Whitetail in California

RIFLEMAN

Well-known member
Joined
Feb 15, 2002
Messages
1,728
Reaction score
32
    Hey all,

    We all know that Whitetail have been expanding their range at a rapid pace and that complete westward expansion is an eventuality.  I was hoping to get your opinions regarding the eventual migration of Whitetail into California.

    I would like to know how long you think it will be before whitetails are plentiful enough in California to be a managed big game animal and where in the state they will be seen in sizable numbers first.  Which subspecies will it be?

Thanks,
RIFLEMAN
 



RIFLEMAN

Well-known member
Joined
Feb 15, 2002
Messages
1,728
Reaction score
32
Hey all,

   It is pretty universally acknowledged that whitetail have been expanding their range at a rapid pace and that migration into California is an eventuality.

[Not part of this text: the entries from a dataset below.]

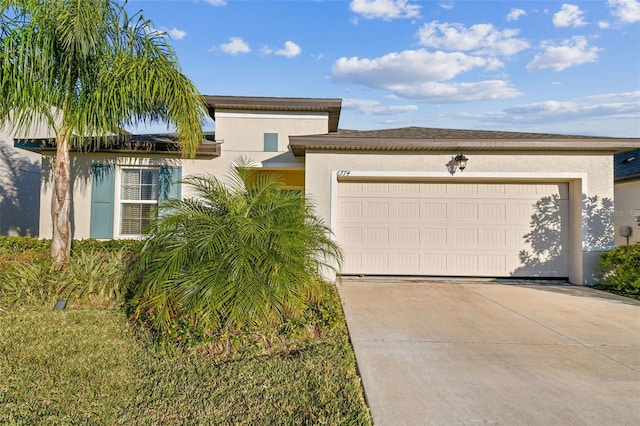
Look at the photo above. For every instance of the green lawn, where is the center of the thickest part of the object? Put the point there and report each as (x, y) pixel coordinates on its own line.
(85, 367)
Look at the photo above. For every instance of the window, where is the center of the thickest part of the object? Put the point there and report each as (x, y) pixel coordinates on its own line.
(139, 188)
(271, 142)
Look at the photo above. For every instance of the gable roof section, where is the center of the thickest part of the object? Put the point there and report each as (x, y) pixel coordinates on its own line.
(332, 106)
(161, 143)
(434, 139)
(627, 166)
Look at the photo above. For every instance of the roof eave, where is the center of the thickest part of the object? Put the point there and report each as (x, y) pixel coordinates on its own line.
(300, 144)
(332, 106)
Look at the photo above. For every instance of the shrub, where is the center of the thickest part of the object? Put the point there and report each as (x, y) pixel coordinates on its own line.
(621, 269)
(97, 272)
(23, 284)
(244, 253)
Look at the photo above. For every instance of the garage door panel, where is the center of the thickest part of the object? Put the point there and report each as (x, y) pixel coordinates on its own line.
(473, 229)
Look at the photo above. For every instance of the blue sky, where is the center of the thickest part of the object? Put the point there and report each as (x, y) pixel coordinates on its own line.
(541, 66)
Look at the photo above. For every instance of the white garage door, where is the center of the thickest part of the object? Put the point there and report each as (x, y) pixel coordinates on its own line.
(454, 229)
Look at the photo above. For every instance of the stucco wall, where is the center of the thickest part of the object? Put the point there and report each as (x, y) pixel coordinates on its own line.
(590, 178)
(19, 185)
(241, 135)
(627, 208)
(244, 131)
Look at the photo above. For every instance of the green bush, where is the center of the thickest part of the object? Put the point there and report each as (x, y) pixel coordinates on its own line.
(621, 269)
(242, 253)
(97, 272)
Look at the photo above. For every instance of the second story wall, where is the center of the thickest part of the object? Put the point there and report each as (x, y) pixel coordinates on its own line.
(251, 131)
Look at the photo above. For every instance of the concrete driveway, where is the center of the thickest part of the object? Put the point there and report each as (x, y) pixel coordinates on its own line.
(469, 352)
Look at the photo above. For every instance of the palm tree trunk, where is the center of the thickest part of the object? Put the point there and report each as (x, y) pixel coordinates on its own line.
(61, 202)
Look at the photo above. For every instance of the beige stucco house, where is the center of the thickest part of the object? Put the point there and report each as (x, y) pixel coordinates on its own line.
(399, 201)
(627, 197)
(19, 182)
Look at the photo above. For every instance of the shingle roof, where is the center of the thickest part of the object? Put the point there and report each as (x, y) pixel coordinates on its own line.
(435, 139)
(332, 106)
(152, 143)
(437, 133)
(627, 165)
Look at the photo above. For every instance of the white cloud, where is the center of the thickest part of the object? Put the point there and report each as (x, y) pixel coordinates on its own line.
(385, 9)
(622, 95)
(627, 11)
(235, 46)
(175, 33)
(559, 111)
(515, 14)
(574, 51)
(409, 66)
(370, 107)
(290, 50)
(419, 74)
(577, 115)
(569, 16)
(480, 38)
(437, 92)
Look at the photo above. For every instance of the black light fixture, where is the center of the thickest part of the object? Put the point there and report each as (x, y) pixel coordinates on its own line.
(461, 161)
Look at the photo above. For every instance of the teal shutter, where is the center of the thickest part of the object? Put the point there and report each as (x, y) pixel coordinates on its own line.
(169, 183)
(270, 142)
(103, 182)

    Considering their adaptable, prolific and aggressive nature coupled with the fact that they easily outcompete mule deer, I was hoping to get your opinions as to how DFG should manage the whitetail.  Some factors that I think may complicate the issue include:
1. The affect whitetail will have on our already beleagured mule deer herds
2. The possibility that the whitetail will relieve a large portion of the burden of mountain lion and coyote/fawn predation from the mule deer herd, thereby increasing mule deer numbers
3. They may generate a significant amount of revenue by their very nature.  Their prolific and adaptable qualities will mean that there is likely to be more whitetail found in greater numbers throughout the state, thus improving hunter success and attracting more hunters.
 
Thanks for your insight,
RIFLEMAN
 

Speckmisser

Well-known member
Joined
Mar 12, 2001
Messages
12,900
Reaction score
26
That would be a tricky, and probably ugly situation, at least as far as the native muleys and blacktail go.  

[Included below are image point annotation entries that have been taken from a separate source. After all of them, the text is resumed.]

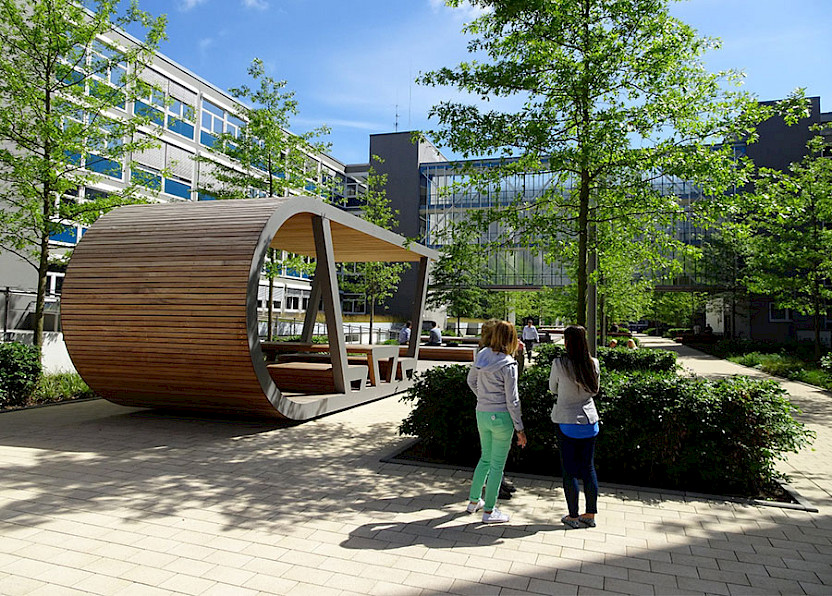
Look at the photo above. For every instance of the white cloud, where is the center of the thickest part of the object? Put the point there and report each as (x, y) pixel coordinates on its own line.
(185, 5)
(257, 4)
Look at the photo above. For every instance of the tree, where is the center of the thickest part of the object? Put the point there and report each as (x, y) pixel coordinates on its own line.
(609, 96)
(789, 233)
(458, 276)
(63, 119)
(257, 156)
(377, 280)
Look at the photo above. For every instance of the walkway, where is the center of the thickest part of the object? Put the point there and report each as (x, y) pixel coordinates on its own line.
(96, 498)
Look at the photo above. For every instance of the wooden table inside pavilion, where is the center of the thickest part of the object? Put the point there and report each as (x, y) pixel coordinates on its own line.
(373, 352)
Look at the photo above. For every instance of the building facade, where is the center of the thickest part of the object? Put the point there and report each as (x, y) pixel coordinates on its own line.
(187, 113)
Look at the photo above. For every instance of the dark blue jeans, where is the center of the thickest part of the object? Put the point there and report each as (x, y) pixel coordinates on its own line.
(577, 460)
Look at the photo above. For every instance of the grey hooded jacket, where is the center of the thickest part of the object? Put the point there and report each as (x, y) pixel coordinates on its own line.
(493, 379)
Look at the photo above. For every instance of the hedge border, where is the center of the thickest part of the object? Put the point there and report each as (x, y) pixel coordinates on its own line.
(801, 503)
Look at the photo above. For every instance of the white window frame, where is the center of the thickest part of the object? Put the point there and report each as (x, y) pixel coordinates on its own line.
(772, 318)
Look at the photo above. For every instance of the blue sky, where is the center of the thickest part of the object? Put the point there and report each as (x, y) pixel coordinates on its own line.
(351, 63)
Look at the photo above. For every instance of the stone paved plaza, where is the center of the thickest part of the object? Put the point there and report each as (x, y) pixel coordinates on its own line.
(101, 499)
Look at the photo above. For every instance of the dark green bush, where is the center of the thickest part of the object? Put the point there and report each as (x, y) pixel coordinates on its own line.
(677, 332)
(624, 359)
(545, 353)
(657, 429)
(443, 413)
(615, 358)
(738, 347)
(694, 434)
(19, 372)
(58, 387)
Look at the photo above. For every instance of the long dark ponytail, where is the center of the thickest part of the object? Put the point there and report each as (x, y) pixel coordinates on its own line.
(577, 352)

It strikes me that, at least in most of this state, there is a real shortage of habitat.  Competition for that habitat would likely leave only one winner.  Whitetail have shown an amazing capacity for adaptation, and if I were a betting man, my money would be on the invaders.  

As for taking the predation burden off the blacktails and muleys, I'm not sure it would have a measurable impact.  I can even see where it would be negative.  By creating another food source for the predators, we might see an increase in population there...sort of equals out.  But again, the limited habitat  will still only support a certain number of animals, whether it's mule deer or whitetail, so the point is probably moot.  

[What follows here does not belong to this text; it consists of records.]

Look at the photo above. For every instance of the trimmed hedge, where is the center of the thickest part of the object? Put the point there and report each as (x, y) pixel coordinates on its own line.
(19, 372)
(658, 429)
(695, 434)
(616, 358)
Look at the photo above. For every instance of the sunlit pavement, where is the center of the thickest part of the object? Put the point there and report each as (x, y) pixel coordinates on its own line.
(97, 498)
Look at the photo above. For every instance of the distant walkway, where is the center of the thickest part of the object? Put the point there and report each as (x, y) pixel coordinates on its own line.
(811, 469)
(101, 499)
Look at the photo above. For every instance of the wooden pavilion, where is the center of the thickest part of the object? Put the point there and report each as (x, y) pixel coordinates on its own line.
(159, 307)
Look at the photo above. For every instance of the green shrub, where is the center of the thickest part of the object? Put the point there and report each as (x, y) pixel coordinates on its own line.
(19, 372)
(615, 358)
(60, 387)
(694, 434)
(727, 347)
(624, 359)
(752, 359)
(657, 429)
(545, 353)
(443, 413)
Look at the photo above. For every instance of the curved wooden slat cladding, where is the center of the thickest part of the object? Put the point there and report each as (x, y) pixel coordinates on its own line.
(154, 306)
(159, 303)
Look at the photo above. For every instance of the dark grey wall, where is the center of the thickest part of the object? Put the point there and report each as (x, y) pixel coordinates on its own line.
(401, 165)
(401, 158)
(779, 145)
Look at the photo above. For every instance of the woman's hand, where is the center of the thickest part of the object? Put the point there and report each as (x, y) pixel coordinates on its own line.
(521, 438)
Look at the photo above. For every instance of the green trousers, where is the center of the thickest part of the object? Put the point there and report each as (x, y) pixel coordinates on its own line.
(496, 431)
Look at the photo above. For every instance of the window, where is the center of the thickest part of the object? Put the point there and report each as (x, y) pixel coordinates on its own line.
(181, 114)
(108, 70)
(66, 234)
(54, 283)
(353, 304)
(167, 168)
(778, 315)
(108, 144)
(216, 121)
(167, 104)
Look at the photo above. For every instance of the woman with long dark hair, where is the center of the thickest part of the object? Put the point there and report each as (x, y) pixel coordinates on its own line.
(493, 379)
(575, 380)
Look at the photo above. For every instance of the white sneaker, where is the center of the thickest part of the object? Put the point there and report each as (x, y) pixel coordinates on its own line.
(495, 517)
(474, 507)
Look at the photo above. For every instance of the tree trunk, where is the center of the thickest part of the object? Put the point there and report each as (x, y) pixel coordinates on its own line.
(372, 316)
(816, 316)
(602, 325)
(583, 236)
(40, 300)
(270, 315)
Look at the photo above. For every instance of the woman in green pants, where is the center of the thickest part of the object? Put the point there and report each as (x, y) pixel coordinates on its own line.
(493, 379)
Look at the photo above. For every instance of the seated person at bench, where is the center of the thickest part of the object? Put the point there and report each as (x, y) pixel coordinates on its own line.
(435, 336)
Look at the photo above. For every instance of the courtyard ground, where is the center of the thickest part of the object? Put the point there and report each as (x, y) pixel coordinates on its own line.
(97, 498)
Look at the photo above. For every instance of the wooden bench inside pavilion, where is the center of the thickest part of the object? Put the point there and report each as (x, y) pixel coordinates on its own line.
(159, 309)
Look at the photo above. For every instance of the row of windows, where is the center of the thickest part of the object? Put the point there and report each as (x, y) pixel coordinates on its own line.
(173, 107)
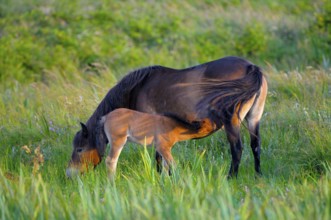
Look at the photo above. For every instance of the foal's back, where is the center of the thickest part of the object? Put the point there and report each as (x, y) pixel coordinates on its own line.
(137, 126)
(144, 128)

It would prove to be an interesting experiment, but one I'd rather not see performed.  

You might try scrolling back a ways through the threads.  A very similar discussion to this one took place a couple of months ago.
 

coyote

Well-known member
Joined
Mar 20, 2001
Messages
114
Reaction score
0
Hi Guys
it's tough call.  It's a fact the whites are gaining territory here in Canada as well.  
I believe the preditor numbers will rise as populations of whitetail increase ...so possibly the mulies will see no break in that respect.  I think highways will claim more than the preditors.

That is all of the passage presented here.